Sleep Trackers, Babies and Nocebos

I often get asked what I think about recovery-tracking wearables like Whoop, Oro etc…

I’m going to answer that question with a little story:

One morning when baby #1 was still very young, I got up for work at my usual time of 5am and was in my kitchen making some coffee.

I’d been doing the night feeds the previous night. At the time my wife and I had a system where we’d alternate who slept each night, so in theory there was at least one functioning adult in the house at any given time (although sometimes we had to add up 75% of an adult and 25% of an adult to make 1).

Baby #1 was at that age where she was old enough to notice if her soother fell out of her mouth and be emotionally devastated, but still too young to reliably grab it and pop it back in by herself. So being “on” for the night was always a bit of a dice roll.

You might have to get up 3 times, or 33 back then. No particular pattern.

As I was stirring my coffee, I noticed I felt pretty good that morning, and was pleased about that.

“I guess I had a decent night’s sleep despite the wake-ups”, I thought, “There must not have been that many”

But then I glanced at my smartwatch and noticed I’d already logged 839 steps between midnight and 5am...

(For context, the crib was about 9 steps away from my side of the bed, and the kitchen where we’d prepare bottles was about 40).

I’ll let you figure out the maths, but the only calculation I made was :

“Well that totally took the wind out of my sails. I’m going to stop wearing a smartwatch”

As it turns out, my intuition was backed up by leading science.

How rested we “feel” doesn't always correspond to exactly how rested we are, because humans are very strange, suggestable animals.
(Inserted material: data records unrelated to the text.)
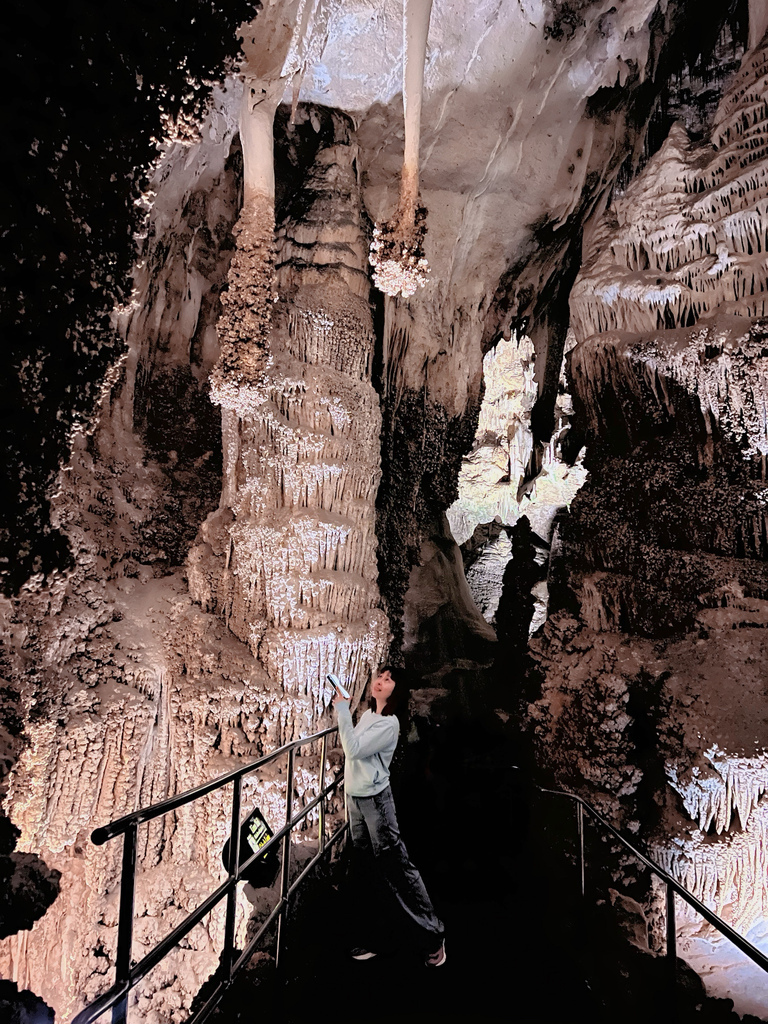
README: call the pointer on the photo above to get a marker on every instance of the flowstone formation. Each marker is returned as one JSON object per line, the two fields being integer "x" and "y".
{"x": 289, "y": 559}
{"x": 652, "y": 665}
{"x": 397, "y": 247}
{"x": 131, "y": 691}
{"x": 504, "y": 476}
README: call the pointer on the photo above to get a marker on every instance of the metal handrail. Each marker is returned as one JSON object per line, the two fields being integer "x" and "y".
{"x": 128, "y": 976}
{"x": 673, "y": 886}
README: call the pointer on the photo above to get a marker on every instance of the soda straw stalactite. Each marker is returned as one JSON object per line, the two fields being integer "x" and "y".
{"x": 397, "y": 248}
{"x": 246, "y": 316}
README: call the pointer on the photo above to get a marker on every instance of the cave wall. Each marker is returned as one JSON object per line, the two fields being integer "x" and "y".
{"x": 651, "y": 663}
{"x": 214, "y": 577}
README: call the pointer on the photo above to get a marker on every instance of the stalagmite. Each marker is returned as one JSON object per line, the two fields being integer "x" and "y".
{"x": 671, "y": 375}
{"x": 493, "y": 479}
{"x": 397, "y": 248}
{"x": 289, "y": 558}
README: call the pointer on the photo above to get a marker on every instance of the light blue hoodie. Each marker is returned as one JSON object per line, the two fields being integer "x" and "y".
{"x": 368, "y": 748}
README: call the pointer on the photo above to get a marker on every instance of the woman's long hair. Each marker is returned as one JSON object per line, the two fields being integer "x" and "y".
{"x": 397, "y": 700}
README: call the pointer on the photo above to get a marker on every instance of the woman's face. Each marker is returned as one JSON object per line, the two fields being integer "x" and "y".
{"x": 382, "y": 686}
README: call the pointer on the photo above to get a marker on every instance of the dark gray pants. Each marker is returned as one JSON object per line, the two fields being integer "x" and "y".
{"x": 373, "y": 825}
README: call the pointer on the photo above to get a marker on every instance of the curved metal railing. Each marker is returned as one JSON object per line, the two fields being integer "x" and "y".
{"x": 127, "y": 975}
{"x": 672, "y": 886}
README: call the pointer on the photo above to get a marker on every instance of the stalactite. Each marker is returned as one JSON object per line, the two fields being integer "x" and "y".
{"x": 293, "y": 544}
{"x": 397, "y": 247}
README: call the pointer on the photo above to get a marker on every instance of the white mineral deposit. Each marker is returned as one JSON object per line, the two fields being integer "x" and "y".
{"x": 237, "y": 465}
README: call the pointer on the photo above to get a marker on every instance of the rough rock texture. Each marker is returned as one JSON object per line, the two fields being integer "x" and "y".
{"x": 289, "y": 557}
{"x": 653, "y": 682}
{"x": 507, "y": 475}
{"x": 129, "y": 689}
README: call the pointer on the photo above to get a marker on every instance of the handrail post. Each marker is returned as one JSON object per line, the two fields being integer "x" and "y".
{"x": 125, "y": 921}
{"x": 231, "y": 897}
{"x": 322, "y": 805}
{"x": 285, "y": 878}
{"x": 580, "y": 829}
{"x": 671, "y": 938}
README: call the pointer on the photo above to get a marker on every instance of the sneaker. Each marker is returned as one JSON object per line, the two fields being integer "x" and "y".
{"x": 437, "y": 958}
{"x": 359, "y": 953}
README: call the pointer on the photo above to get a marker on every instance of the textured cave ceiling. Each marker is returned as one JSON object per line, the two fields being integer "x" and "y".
{"x": 529, "y": 111}
{"x": 192, "y": 572}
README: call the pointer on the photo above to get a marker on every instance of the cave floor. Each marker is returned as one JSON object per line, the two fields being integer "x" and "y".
{"x": 505, "y": 896}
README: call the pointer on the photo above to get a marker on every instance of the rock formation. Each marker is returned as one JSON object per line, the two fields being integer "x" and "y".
{"x": 141, "y": 692}
{"x": 653, "y": 664}
{"x": 224, "y": 555}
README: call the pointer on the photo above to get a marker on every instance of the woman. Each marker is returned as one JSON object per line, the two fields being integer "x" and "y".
{"x": 373, "y": 824}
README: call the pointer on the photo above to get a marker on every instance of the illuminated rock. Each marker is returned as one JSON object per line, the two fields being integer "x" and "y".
{"x": 664, "y": 553}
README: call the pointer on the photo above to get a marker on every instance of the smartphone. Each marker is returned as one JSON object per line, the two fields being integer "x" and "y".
{"x": 333, "y": 680}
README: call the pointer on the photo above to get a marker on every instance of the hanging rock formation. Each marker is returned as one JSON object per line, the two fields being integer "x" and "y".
{"x": 289, "y": 559}
{"x": 131, "y": 690}
{"x": 669, "y": 539}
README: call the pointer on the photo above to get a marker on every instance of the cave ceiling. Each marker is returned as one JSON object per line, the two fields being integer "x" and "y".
{"x": 230, "y": 457}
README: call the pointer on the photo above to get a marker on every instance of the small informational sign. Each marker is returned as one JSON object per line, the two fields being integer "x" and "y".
{"x": 254, "y": 835}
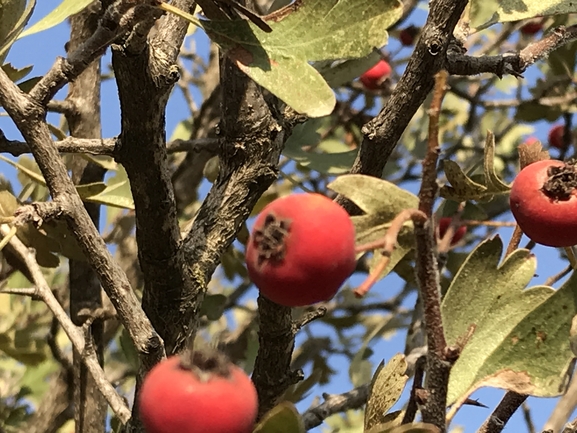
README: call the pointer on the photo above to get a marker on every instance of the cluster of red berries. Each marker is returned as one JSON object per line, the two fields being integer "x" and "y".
{"x": 543, "y": 201}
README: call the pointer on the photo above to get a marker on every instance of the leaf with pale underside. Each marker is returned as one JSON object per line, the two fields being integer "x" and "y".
{"x": 381, "y": 201}
{"x": 14, "y": 15}
{"x": 464, "y": 187}
{"x": 495, "y": 11}
{"x": 386, "y": 388}
{"x": 56, "y": 16}
{"x": 521, "y": 337}
{"x": 307, "y": 31}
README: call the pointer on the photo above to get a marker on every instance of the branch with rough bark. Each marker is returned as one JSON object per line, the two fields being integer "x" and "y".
{"x": 28, "y": 113}
{"x": 106, "y": 146}
{"x": 74, "y": 333}
{"x": 511, "y": 63}
{"x": 383, "y": 132}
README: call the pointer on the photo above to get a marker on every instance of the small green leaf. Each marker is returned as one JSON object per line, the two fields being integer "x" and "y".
{"x": 465, "y": 187}
{"x": 16, "y": 74}
{"x": 386, "y": 388}
{"x": 116, "y": 192}
{"x": 56, "y": 16}
{"x": 521, "y": 338}
{"x": 311, "y": 30}
{"x": 405, "y": 428}
{"x": 283, "y": 418}
{"x": 491, "y": 178}
{"x": 382, "y": 201}
{"x": 344, "y": 72}
{"x": 515, "y": 10}
{"x": 213, "y": 306}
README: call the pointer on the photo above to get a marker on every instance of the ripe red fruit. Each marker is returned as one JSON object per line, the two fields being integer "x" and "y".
{"x": 444, "y": 224}
{"x": 374, "y": 77}
{"x": 407, "y": 35}
{"x": 200, "y": 392}
{"x": 556, "y": 136}
{"x": 543, "y": 200}
{"x": 301, "y": 250}
{"x": 531, "y": 28}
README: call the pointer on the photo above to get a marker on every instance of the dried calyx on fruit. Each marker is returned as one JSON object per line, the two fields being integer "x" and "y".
{"x": 200, "y": 391}
{"x": 544, "y": 202}
{"x": 301, "y": 250}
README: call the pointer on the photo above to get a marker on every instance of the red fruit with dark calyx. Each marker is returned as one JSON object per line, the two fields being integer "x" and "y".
{"x": 301, "y": 250}
{"x": 543, "y": 201}
{"x": 532, "y": 28}
{"x": 460, "y": 231}
{"x": 197, "y": 392}
{"x": 556, "y": 136}
{"x": 374, "y": 77}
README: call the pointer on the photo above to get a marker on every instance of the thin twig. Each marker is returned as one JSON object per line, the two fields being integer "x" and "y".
{"x": 75, "y": 334}
{"x": 439, "y": 358}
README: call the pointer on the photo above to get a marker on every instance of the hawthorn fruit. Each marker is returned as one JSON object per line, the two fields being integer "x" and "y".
{"x": 198, "y": 392}
{"x": 374, "y": 77}
{"x": 555, "y": 136}
{"x": 301, "y": 250}
{"x": 460, "y": 232}
{"x": 407, "y": 35}
{"x": 543, "y": 201}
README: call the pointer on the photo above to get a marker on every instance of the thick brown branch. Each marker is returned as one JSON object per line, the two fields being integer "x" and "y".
{"x": 384, "y": 131}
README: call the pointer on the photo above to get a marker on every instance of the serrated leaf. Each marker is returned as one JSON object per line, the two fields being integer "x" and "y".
{"x": 115, "y": 192}
{"x": 491, "y": 178}
{"x": 515, "y": 10}
{"x": 521, "y": 340}
{"x": 418, "y": 427}
{"x": 13, "y": 73}
{"x": 386, "y": 388}
{"x": 465, "y": 187}
{"x": 312, "y": 30}
{"x": 56, "y": 16}
{"x": 213, "y": 306}
{"x": 374, "y": 196}
{"x": 14, "y": 15}
{"x": 283, "y": 418}
{"x": 462, "y": 186}
{"x": 382, "y": 201}
{"x": 326, "y": 163}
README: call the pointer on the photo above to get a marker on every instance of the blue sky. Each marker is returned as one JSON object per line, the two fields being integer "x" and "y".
{"x": 42, "y": 50}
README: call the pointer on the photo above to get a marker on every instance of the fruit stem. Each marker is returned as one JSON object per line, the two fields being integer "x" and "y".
{"x": 387, "y": 243}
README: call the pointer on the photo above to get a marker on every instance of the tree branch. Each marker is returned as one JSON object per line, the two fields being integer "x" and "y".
{"x": 511, "y": 63}
{"x": 30, "y": 120}
{"x": 383, "y": 132}
{"x": 335, "y": 403}
{"x": 75, "y": 334}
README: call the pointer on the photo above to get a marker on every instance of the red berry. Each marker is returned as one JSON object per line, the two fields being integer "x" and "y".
{"x": 301, "y": 250}
{"x": 544, "y": 202}
{"x": 407, "y": 35}
{"x": 531, "y": 28}
{"x": 198, "y": 393}
{"x": 556, "y": 136}
{"x": 444, "y": 224}
{"x": 373, "y": 78}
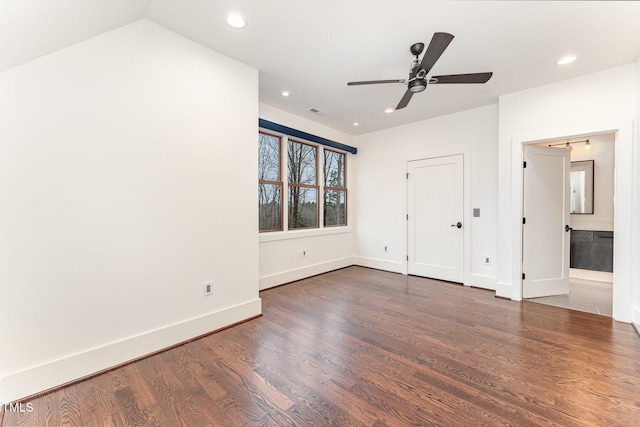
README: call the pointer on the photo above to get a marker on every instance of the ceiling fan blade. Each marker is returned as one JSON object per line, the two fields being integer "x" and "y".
{"x": 405, "y": 100}
{"x": 374, "y": 82}
{"x": 438, "y": 44}
{"x": 461, "y": 78}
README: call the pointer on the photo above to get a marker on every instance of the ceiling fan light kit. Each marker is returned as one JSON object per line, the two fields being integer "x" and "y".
{"x": 417, "y": 81}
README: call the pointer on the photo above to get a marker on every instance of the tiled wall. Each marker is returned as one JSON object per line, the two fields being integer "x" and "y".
{"x": 592, "y": 250}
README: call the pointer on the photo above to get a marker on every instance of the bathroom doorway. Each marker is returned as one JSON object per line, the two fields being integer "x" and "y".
{"x": 592, "y": 223}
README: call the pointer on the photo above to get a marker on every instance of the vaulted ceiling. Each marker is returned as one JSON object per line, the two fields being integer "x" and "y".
{"x": 312, "y": 49}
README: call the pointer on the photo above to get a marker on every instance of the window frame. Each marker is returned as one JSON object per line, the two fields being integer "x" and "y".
{"x": 299, "y": 185}
{"x": 292, "y": 233}
{"x": 332, "y": 188}
{"x": 279, "y": 182}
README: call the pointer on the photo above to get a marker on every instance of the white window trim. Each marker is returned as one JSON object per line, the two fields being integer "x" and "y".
{"x": 321, "y": 230}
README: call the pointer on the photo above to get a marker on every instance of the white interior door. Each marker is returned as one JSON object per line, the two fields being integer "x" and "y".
{"x": 546, "y": 236}
{"x": 435, "y": 209}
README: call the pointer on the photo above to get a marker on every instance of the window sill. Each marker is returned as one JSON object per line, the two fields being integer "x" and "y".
{"x": 301, "y": 234}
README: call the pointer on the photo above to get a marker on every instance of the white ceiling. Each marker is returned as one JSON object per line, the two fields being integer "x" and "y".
{"x": 312, "y": 48}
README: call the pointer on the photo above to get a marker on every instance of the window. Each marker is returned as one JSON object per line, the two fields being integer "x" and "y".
{"x": 270, "y": 182}
{"x": 335, "y": 189}
{"x": 303, "y": 185}
{"x": 312, "y": 195}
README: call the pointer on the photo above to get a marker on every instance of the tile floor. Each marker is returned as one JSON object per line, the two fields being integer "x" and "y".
{"x": 584, "y": 295}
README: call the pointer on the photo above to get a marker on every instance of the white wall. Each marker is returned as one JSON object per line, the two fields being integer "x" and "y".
{"x": 602, "y": 153}
{"x": 326, "y": 249}
{"x": 635, "y": 272}
{"x": 380, "y": 201}
{"x": 127, "y": 179}
{"x": 594, "y": 103}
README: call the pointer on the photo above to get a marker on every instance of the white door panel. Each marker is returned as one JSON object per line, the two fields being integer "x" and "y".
{"x": 546, "y": 208}
{"x": 435, "y": 207}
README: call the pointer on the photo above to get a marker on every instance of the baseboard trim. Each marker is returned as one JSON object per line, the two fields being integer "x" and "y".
{"x": 288, "y": 276}
{"x": 379, "y": 264}
{"x": 635, "y": 321}
{"x": 484, "y": 282}
{"x": 38, "y": 379}
{"x": 504, "y": 290}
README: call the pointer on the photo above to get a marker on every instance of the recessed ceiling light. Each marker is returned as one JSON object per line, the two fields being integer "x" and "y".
{"x": 236, "y": 20}
{"x": 566, "y": 60}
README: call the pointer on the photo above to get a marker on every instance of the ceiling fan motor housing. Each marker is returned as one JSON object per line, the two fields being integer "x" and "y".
{"x": 416, "y": 48}
{"x": 417, "y": 85}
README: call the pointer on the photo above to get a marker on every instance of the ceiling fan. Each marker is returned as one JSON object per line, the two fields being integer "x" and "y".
{"x": 417, "y": 81}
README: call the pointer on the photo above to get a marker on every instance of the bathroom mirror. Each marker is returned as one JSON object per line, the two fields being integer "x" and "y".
{"x": 582, "y": 187}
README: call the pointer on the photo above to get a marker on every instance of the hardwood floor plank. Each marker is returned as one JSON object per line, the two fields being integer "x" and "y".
{"x": 362, "y": 347}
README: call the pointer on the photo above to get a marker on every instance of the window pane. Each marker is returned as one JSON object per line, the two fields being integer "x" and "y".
{"x": 302, "y": 163}
{"x": 268, "y": 157}
{"x": 335, "y": 208}
{"x": 270, "y": 206}
{"x": 303, "y": 207}
{"x": 333, "y": 169}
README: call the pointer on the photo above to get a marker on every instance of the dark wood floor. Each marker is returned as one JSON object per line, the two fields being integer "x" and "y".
{"x": 368, "y": 348}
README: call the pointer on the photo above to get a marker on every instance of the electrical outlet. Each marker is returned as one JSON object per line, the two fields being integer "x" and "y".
{"x": 208, "y": 288}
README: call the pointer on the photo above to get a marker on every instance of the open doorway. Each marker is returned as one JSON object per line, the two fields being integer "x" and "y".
{"x": 592, "y": 223}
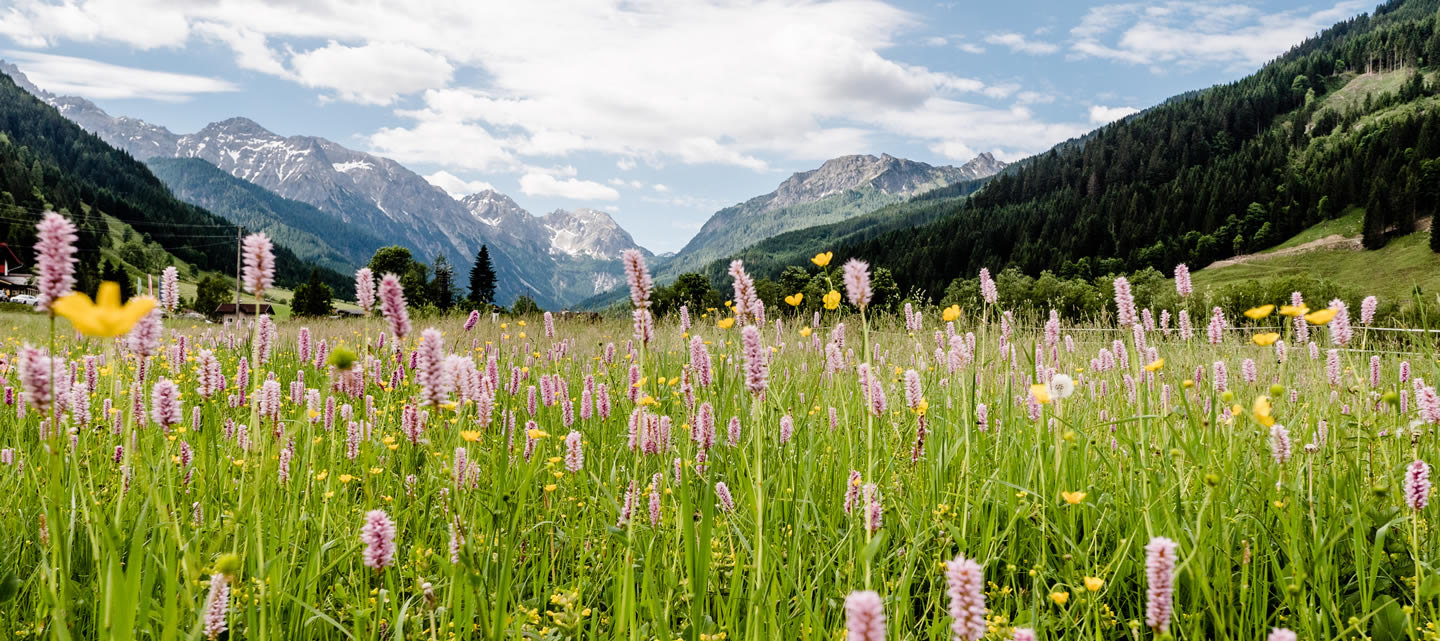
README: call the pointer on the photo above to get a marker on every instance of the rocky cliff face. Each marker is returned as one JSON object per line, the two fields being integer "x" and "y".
{"x": 533, "y": 255}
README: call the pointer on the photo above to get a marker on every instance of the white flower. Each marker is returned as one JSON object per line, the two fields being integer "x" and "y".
{"x": 1062, "y": 386}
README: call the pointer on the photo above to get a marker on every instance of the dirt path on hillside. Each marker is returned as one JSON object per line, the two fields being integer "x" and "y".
{"x": 1334, "y": 241}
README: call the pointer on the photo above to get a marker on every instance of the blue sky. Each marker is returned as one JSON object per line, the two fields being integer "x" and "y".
{"x": 658, "y": 111}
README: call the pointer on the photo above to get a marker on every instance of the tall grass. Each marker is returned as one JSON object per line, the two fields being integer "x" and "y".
{"x": 1321, "y": 543}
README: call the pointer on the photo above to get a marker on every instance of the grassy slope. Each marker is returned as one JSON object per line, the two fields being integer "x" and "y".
{"x": 1390, "y": 272}
{"x": 189, "y": 275}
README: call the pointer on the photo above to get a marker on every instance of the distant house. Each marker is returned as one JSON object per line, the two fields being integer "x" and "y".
{"x": 232, "y": 311}
{"x": 13, "y": 281}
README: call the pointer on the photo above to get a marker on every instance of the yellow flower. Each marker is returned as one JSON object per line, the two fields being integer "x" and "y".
{"x": 1040, "y": 392}
{"x": 1256, "y": 313}
{"x": 104, "y": 317}
{"x": 1267, "y": 339}
{"x": 1319, "y": 317}
{"x": 1262, "y": 411}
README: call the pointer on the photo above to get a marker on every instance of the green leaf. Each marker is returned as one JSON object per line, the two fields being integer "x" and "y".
{"x": 9, "y": 586}
{"x": 1388, "y": 624}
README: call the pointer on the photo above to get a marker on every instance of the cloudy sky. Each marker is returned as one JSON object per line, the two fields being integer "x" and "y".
{"x": 660, "y": 111}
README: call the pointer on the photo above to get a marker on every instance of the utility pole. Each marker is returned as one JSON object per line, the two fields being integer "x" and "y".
{"x": 239, "y": 255}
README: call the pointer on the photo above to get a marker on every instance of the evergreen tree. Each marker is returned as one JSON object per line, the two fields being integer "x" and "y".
{"x": 483, "y": 280}
{"x": 113, "y": 272}
{"x": 1434, "y": 236}
{"x": 313, "y": 298}
{"x": 1377, "y": 215}
{"x": 210, "y": 293}
{"x": 442, "y": 288}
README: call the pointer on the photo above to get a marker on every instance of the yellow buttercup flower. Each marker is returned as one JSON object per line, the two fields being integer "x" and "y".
{"x": 1040, "y": 392}
{"x": 1267, "y": 339}
{"x": 1256, "y": 313}
{"x": 104, "y": 317}
{"x": 1262, "y": 411}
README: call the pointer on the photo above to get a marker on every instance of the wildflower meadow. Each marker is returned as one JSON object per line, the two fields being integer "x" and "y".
{"x": 735, "y": 473}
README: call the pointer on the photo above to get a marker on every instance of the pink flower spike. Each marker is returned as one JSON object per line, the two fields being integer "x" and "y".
{"x": 856, "y": 274}
{"x": 54, "y": 258}
{"x": 864, "y": 617}
{"x": 378, "y": 536}
{"x": 259, "y": 264}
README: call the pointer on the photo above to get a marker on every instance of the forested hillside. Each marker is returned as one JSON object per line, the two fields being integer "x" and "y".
{"x": 313, "y": 235}
{"x": 46, "y": 162}
{"x": 1214, "y": 173}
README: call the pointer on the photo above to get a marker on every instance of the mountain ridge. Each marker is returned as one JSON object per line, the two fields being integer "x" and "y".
{"x": 366, "y": 190}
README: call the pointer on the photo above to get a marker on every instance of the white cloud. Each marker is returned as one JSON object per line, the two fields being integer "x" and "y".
{"x": 1020, "y": 43}
{"x": 251, "y": 48}
{"x": 372, "y": 74}
{"x": 137, "y": 23}
{"x": 509, "y": 84}
{"x": 69, "y": 75}
{"x": 1194, "y": 33}
{"x": 455, "y": 186}
{"x": 1100, "y": 114}
{"x": 537, "y": 183}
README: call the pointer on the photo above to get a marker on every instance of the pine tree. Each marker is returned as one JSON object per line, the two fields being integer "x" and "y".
{"x": 1377, "y": 216}
{"x": 483, "y": 278}
{"x": 442, "y": 288}
{"x": 1434, "y": 236}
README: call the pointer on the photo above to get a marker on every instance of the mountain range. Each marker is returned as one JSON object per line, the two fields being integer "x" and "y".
{"x": 840, "y": 189}
{"x": 310, "y": 187}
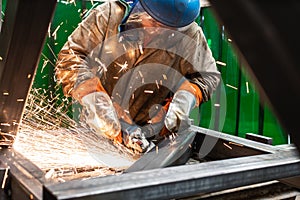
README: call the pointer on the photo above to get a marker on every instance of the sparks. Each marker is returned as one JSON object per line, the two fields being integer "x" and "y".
{"x": 123, "y": 67}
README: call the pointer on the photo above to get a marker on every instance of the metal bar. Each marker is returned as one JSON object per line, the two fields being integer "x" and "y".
{"x": 264, "y": 33}
{"x": 263, "y": 148}
{"x": 22, "y": 37}
{"x": 181, "y": 181}
{"x": 24, "y": 175}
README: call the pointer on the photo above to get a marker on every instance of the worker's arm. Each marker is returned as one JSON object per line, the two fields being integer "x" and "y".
{"x": 202, "y": 78}
{"x": 74, "y": 64}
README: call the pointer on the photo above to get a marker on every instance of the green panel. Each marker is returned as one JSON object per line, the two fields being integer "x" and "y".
{"x": 230, "y": 76}
{"x": 249, "y": 107}
{"x": 242, "y": 107}
{"x": 273, "y": 129}
{"x": 211, "y": 31}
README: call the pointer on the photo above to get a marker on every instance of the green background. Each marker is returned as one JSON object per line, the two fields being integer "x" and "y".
{"x": 235, "y": 107}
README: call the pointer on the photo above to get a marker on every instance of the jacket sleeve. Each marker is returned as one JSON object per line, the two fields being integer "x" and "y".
{"x": 199, "y": 65}
{"x": 72, "y": 66}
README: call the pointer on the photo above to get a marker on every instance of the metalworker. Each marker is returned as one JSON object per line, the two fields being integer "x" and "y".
{"x": 138, "y": 70}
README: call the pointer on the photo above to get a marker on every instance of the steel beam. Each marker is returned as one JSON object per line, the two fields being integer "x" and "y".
{"x": 181, "y": 181}
{"x": 258, "y": 163}
{"x": 25, "y": 179}
{"x": 264, "y": 33}
{"x": 21, "y": 40}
Sneaky researchers have shown that when you tell subjects they slept poorly and show them fancy-looking fake measurements to “prove it”, they do statistically worse on cognitive tests the next day.

It’s an example of what’s come to be known as the “nocebo effect” - the shitty version of a placebo. Instead of a sugar pill that cures your back pain, it’s an irrelevancy that makes you feel worse.

The human brain is the most complicated thing ever found in the history of the entire universe, and we just can’t accurately track and predict the tens of thousands of variables that come together to create the experience of how you feel at any given moment.

Yet these wearable devices typically measure just one (or a small handful) of variables like heart rate, or movement throughout the night and confidently declare “you are X recovered today!”...

...for real?

It’s just not very likely that 1 or 2 measurements can capture something as complicated as your recovery between sessions. Think about how many factors might go into how well you perform today:

There’s your biological state - your hormonal status, your nervous system status, how fed vs fasted you are, your blood sugar levels, your hydration status, circulating levels of amino acids, your current levels of muscle glycogen, how much sleep you’ve had etc etc

There’s your social state - are you in an environment with all your best friends? Or is it 8pm on a Tuesday and you’re the only lonely soul in the gym? Is your favourite song playing on the radio? Is there someone in the room you really want to impress?

There’s your psychological state - is that bit of stiffness in your back making you nervous about deadlifting today? Have you just had a massive fight with your significant other and can’t get your mind on your lifting? Do you have jacked up cortisol levels from worrying about how the hell you’re going to get that project finished in work? Has some stupid wristband told you you that you’re “not recovered” and shouldn’t be lifting today?

And by the way, all of these factors all interact with each other in complex non-linear ways too. It’s a twisted, knotty ball that you probably couldn’t unpick with 6 months and a team of world-class researchers.

You can’t just measure someone’s heart rate and then pretend you’ve accounted for all that.

So what do you do? Ignore the wristband, and defer to reality.

If your wristband says you’re not recovered, but you feel good and your barbell is moving fast, assume you’re fine and get lifting.

If your wristband says you’re 100% recovered, but you feel like complete poop and barely made your last warm-up set, ignore the band and go a bit lighter today.

Your subjective sense of your own recovery is likely to be more accurate than the little band - because you’re taking many more things into account at a subconscious level to arrive at that feeling.

Listen to your body, not your watch.